It’s hard to imagine a worse few weeks for Donald Trump.
He had been riding high after clinching the Republican primary. Then the Trump University lawsuit story hit in earnest.
Trump overreacted and verbally attacked the federal judge in the case, questioning his objectivity because of his Mexican heritage. That led to near universal renouncements in the political world. Then came the Orlando shooting. Trump’s statements on it largely backfired. It looked as if he were taking advantage of a terrorist attack.
Then the wheels came off his campaign, indeed, the nation learned there wasn’t one — not a national one anyway. His campaign manager was fired and his campaign bank account was exposed to be virtually empty, while Clinton was raising cash hand over fist. We also learned that Trump’s campaign has fewer staffers than some law firms have interns.
To most observers it looked as if Trump for President was in utter free fall, and perhaps it was. But its poll numbers weren’t.

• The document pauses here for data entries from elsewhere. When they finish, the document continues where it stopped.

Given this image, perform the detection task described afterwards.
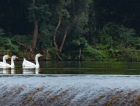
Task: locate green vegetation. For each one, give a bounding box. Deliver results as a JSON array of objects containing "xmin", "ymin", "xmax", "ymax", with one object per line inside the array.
[{"xmin": 0, "ymin": 0, "xmax": 140, "ymax": 61}]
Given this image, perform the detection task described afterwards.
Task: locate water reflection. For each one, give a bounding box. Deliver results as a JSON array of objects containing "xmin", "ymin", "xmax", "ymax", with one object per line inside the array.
[
  {"xmin": 3, "ymin": 68, "xmax": 11, "ymax": 74},
  {"xmin": 0, "ymin": 68, "xmax": 42, "ymax": 74}
]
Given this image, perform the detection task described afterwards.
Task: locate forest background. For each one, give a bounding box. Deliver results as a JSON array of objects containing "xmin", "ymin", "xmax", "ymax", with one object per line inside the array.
[{"xmin": 0, "ymin": 0, "xmax": 140, "ymax": 61}]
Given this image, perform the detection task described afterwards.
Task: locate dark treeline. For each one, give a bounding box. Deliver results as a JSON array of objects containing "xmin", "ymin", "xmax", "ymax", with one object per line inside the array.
[{"xmin": 0, "ymin": 0, "xmax": 140, "ymax": 61}]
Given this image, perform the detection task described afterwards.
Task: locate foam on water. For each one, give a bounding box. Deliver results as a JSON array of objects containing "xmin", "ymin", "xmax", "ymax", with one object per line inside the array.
[{"xmin": 0, "ymin": 75, "xmax": 140, "ymax": 106}]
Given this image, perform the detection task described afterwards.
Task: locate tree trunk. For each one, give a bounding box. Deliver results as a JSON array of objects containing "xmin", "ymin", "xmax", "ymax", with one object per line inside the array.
[
  {"xmin": 53, "ymin": 17, "xmax": 61, "ymax": 49},
  {"xmin": 79, "ymin": 48, "xmax": 81, "ymax": 60},
  {"xmin": 53, "ymin": 17, "xmax": 63, "ymax": 61},
  {"xmin": 60, "ymin": 25, "xmax": 70, "ymax": 53},
  {"xmin": 32, "ymin": 22, "xmax": 38, "ymax": 50}
]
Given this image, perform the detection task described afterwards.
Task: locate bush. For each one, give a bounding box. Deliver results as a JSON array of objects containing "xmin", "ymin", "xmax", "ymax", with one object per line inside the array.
[{"xmin": 82, "ymin": 45, "xmax": 105, "ymax": 60}]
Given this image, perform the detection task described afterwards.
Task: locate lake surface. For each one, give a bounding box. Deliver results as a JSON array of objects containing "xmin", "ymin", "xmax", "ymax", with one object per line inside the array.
[{"xmin": 0, "ymin": 61, "xmax": 140, "ymax": 75}]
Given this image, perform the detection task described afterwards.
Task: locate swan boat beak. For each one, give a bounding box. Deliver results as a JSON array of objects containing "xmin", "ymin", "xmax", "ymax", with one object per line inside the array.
[
  {"xmin": 39, "ymin": 53, "xmax": 43, "ymax": 57},
  {"xmin": 7, "ymin": 55, "xmax": 11, "ymax": 58}
]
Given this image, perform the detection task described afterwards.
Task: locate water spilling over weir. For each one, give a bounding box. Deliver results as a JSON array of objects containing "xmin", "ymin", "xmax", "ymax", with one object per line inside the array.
[{"xmin": 0, "ymin": 75, "xmax": 140, "ymax": 106}]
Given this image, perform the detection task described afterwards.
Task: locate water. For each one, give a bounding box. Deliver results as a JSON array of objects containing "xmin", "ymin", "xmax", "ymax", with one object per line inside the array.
[
  {"xmin": 0, "ymin": 61, "xmax": 140, "ymax": 106},
  {"xmin": 0, "ymin": 61, "xmax": 140, "ymax": 75}
]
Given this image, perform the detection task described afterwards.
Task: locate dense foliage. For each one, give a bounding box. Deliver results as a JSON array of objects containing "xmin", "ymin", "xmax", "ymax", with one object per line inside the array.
[{"xmin": 0, "ymin": 0, "xmax": 140, "ymax": 61}]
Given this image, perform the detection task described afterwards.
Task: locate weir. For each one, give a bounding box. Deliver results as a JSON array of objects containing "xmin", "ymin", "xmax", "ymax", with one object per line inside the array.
[{"xmin": 0, "ymin": 75, "xmax": 140, "ymax": 106}]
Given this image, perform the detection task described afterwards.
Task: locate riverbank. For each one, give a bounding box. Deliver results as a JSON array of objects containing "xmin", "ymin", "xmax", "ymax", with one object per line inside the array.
[{"xmin": 0, "ymin": 74, "xmax": 140, "ymax": 106}]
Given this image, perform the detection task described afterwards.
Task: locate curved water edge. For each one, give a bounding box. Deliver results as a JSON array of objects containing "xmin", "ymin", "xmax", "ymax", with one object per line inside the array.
[{"xmin": 0, "ymin": 74, "xmax": 140, "ymax": 106}]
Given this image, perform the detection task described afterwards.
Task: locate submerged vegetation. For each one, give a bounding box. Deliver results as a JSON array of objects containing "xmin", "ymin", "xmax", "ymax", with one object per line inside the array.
[{"xmin": 0, "ymin": 0, "xmax": 140, "ymax": 61}]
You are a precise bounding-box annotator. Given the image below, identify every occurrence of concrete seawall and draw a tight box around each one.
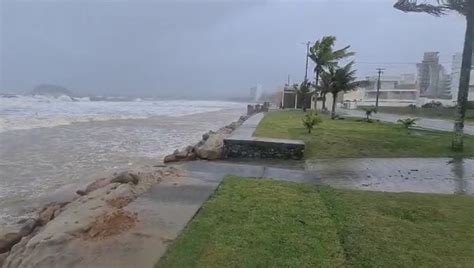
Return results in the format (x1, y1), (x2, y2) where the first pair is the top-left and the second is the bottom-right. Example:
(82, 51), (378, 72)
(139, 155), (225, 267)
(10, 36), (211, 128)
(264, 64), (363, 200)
(224, 113), (305, 160)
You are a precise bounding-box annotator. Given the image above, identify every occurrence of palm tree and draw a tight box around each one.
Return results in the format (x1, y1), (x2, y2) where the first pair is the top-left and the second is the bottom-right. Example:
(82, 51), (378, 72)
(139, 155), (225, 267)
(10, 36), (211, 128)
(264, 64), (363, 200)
(394, 0), (474, 151)
(309, 36), (355, 110)
(297, 80), (311, 112)
(321, 62), (361, 119)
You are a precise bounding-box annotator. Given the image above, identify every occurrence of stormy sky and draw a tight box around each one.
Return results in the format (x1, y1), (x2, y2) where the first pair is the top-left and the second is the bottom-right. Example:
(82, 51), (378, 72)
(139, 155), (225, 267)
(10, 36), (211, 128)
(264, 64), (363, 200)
(0, 0), (465, 98)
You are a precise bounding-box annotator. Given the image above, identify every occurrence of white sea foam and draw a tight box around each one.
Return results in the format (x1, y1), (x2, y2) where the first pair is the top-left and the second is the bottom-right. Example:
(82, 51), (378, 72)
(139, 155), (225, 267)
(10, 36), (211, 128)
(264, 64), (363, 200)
(0, 96), (244, 132)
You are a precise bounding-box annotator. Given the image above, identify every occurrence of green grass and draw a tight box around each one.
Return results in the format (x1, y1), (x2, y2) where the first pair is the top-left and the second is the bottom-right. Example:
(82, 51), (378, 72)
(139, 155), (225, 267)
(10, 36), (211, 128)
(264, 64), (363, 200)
(359, 107), (474, 123)
(157, 177), (474, 267)
(255, 111), (474, 158)
(159, 178), (344, 267)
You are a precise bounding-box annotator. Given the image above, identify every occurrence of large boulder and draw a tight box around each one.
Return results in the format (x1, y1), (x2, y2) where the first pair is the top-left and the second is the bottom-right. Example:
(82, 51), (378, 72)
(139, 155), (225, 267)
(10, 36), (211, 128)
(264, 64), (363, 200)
(0, 219), (37, 254)
(110, 171), (140, 185)
(195, 133), (225, 160)
(38, 203), (63, 226)
(0, 252), (8, 267)
(163, 154), (179, 163)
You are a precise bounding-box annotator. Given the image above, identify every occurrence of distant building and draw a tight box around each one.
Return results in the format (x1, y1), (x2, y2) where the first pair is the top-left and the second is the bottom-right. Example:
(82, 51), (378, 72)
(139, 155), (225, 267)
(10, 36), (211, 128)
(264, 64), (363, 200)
(451, 53), (474, 101)
(354, 74), (419, 106)
(416, 52), (451, 99)
(250, 85), (263, 101)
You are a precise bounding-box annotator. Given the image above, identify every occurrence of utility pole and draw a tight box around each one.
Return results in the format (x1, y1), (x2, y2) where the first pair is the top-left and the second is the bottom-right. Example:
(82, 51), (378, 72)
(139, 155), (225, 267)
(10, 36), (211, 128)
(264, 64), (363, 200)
(375, 68), (385, 112)
(304, 41), (311, 81)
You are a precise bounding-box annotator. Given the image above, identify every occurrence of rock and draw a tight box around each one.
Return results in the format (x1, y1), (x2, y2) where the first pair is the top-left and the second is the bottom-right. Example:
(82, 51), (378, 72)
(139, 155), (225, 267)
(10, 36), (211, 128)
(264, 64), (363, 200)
(226, 122), (239, 131)
(19, 219), (38, 237)
(0, 252), (8, 267)
(0, 219), (37, 254)
(185, 152), (197, 161)
(86, 178), (111, 193)
(76, 190), (87, 196)
(174, 150), (188, 159)
(163, 154), (178, 163)
(110, 171), (139, 185)
(0, 233), (21, 254)
(38, 204), (62, 226)
(196, 134), (224, 160)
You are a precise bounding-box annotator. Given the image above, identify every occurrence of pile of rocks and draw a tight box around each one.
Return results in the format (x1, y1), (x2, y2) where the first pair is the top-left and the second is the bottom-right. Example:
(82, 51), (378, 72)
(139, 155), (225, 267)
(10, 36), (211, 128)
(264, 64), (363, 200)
(0, 167), (179, 267)
(163, 115), (249, 163)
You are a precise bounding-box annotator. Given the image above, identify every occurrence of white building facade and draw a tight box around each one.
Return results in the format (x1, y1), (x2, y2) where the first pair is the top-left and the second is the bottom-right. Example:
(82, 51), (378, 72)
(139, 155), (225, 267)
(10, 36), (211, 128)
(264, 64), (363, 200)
(451, 53), (474, 101)
(352, 74), (419, 107)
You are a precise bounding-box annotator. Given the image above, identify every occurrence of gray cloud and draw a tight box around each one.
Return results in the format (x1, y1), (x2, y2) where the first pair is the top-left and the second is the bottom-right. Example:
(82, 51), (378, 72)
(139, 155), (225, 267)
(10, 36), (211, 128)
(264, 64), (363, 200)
(0, 0), (464, 97)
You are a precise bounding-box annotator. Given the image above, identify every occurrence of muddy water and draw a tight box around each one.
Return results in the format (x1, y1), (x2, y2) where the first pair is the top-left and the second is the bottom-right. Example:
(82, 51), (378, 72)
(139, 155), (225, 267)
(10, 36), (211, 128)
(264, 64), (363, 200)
(0, 109), (244, 225)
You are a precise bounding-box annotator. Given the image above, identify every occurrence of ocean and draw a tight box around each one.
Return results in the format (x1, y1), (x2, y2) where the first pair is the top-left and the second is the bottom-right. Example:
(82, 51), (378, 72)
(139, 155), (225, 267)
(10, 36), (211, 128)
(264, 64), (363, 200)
(0, 96), (246, 225)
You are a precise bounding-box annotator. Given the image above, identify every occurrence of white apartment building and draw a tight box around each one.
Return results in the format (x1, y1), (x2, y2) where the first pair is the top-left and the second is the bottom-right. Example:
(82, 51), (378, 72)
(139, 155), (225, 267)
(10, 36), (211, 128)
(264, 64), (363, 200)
(352, 74), (419, 107)
(451, 53), (474, 101)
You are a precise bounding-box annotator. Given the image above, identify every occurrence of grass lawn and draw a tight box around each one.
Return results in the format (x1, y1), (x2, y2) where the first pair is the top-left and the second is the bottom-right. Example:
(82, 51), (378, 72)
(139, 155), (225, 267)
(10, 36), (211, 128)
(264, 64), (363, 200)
(156, 177), (474, 267)
(255, 111), (474, 158)
(360, 107), (474, 123)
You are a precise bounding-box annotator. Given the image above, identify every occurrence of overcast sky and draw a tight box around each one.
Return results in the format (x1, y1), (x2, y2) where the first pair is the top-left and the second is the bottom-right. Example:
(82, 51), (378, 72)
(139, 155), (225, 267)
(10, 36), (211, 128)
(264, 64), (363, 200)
(0, 0), (465, 97)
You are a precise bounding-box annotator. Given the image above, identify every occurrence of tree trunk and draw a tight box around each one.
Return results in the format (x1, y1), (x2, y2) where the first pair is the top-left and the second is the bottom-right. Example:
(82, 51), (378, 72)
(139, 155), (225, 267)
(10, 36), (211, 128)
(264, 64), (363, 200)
(314, 67), (320, 111)
(452, 6), (474, 151)
(331, 92), (337, 119)
(321, 92), (327, 112)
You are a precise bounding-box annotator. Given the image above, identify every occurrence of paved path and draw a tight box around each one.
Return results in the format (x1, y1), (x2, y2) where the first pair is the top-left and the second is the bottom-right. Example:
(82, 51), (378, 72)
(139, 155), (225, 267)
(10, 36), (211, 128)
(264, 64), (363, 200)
(179, 158), (474, 195)
(339, 109), (474, 135)
(108, 158), (474, 267)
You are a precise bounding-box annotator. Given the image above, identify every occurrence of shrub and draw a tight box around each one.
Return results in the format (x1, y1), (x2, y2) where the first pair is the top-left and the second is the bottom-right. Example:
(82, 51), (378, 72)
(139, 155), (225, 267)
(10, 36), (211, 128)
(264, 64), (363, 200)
(363, 106), (377, 122)
(397, 118), (418, 129)
(303, 111), (322, 134)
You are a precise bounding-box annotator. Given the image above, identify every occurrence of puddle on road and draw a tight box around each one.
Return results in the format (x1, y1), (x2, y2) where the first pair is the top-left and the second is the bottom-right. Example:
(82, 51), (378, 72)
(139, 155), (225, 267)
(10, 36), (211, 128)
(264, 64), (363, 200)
(305, 158), (474, 195)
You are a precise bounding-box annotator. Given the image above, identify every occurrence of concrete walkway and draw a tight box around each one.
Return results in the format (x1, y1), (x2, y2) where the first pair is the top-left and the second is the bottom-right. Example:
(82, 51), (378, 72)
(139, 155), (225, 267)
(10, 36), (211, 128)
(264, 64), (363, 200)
(338, 109), (474, 135)
(101, 158), (474, 267)
(182, 158), (474, 195)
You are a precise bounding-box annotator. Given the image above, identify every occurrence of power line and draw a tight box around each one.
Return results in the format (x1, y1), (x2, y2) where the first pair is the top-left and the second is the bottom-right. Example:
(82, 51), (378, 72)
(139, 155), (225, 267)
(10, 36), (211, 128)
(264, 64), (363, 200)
(375, 68), (385, 111)
(355, 61), (451, 65)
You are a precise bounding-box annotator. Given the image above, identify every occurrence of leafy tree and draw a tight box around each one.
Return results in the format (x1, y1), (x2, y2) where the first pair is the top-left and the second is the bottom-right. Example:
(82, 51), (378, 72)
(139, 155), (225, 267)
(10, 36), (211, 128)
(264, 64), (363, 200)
(303, 111), (322, 134)
(397, 117), (418, 129)
(298, 80), (311, 112)
(309, 36), (355, 110)
(363, 106), (377, 122)
(394, 0), (474, 151)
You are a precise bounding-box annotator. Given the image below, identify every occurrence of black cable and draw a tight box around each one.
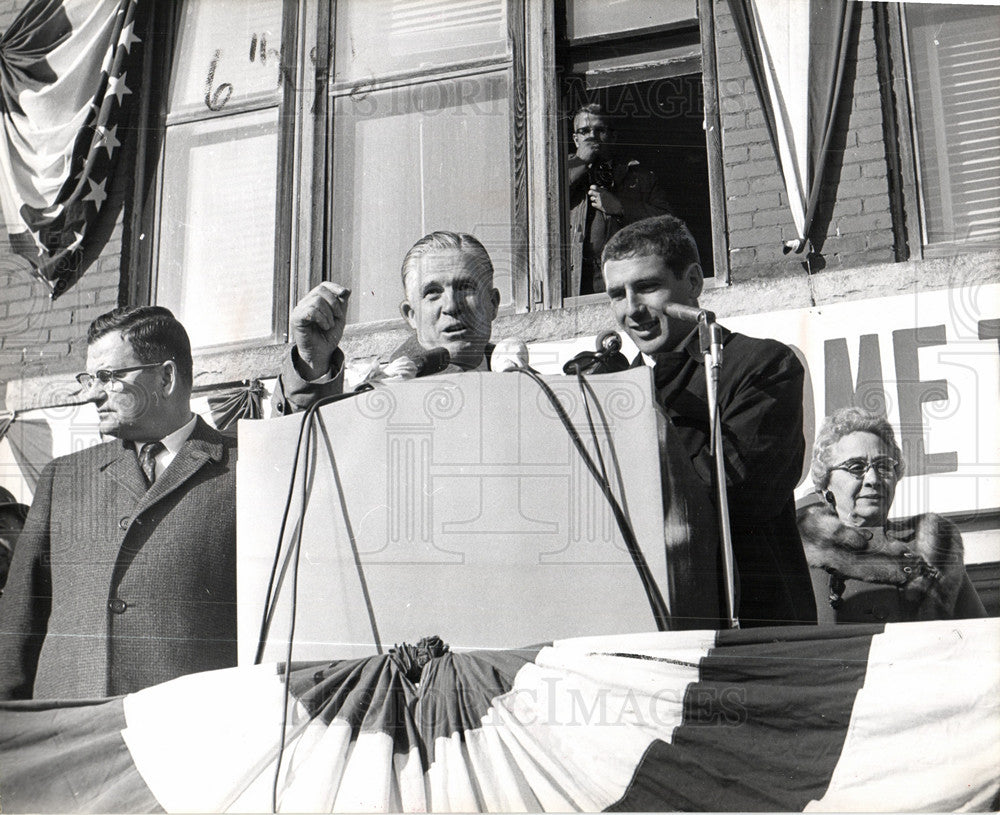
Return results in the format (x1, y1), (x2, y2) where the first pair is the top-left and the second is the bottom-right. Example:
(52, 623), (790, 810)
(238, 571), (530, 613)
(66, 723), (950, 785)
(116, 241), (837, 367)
(254, 392), (368, 665)
(517, 368), (670, 631)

After everything that’s happened this year, after all of Trump’s insults and vulgarities to myriad people and ethnic groups, Trump, remarkably, remains in easy striking distance in the key battleground states of Pennsylvania, Florida, Ohio, Virginia and North Carolina, according the Real Clear Politics polling average.
That has to have Hillary Clinton’s crackerjack political team sweating bullets. The last two weeks were their opportunity to take the kill shot, but Donald Trump just wouldn’t die. He never stops coming. He has no shame. And he’s always on message.
How do you deal with that? And just how much do voters dislike Hillary?
A few weeks ago, I went to the Trump National Golf Club in Westchester with a client and watched Trump give an awfully good speech. It was a populist gem, delivered via teleprompter, and obviously crafted by a master hand. The very next day he spoiled its afterglow by falling back into extemporaneous rants, in that case against Elizabeth “Pocahontas” Warren. But for a brief moment, the night before, Trump and his team showed a glimpse of what they’re capable of.
If — and it’s a huge if — Trump’s new campaign boss Paul Manafort can finally tether Trump’s tongue, the next four months could be interesting.
There’s one more thing Manafort could convince Trump to do: Apologize — offer a major national mea culpa for all the awful things he’s said over the past year. Tell Americans that his vulgarity is driven by his intense anger against the status quo and his passion to make America great again. Then move on in a disciplined way.
What would Clinton do with that?
William F. B. O’Reilly is a consultant for Republicans.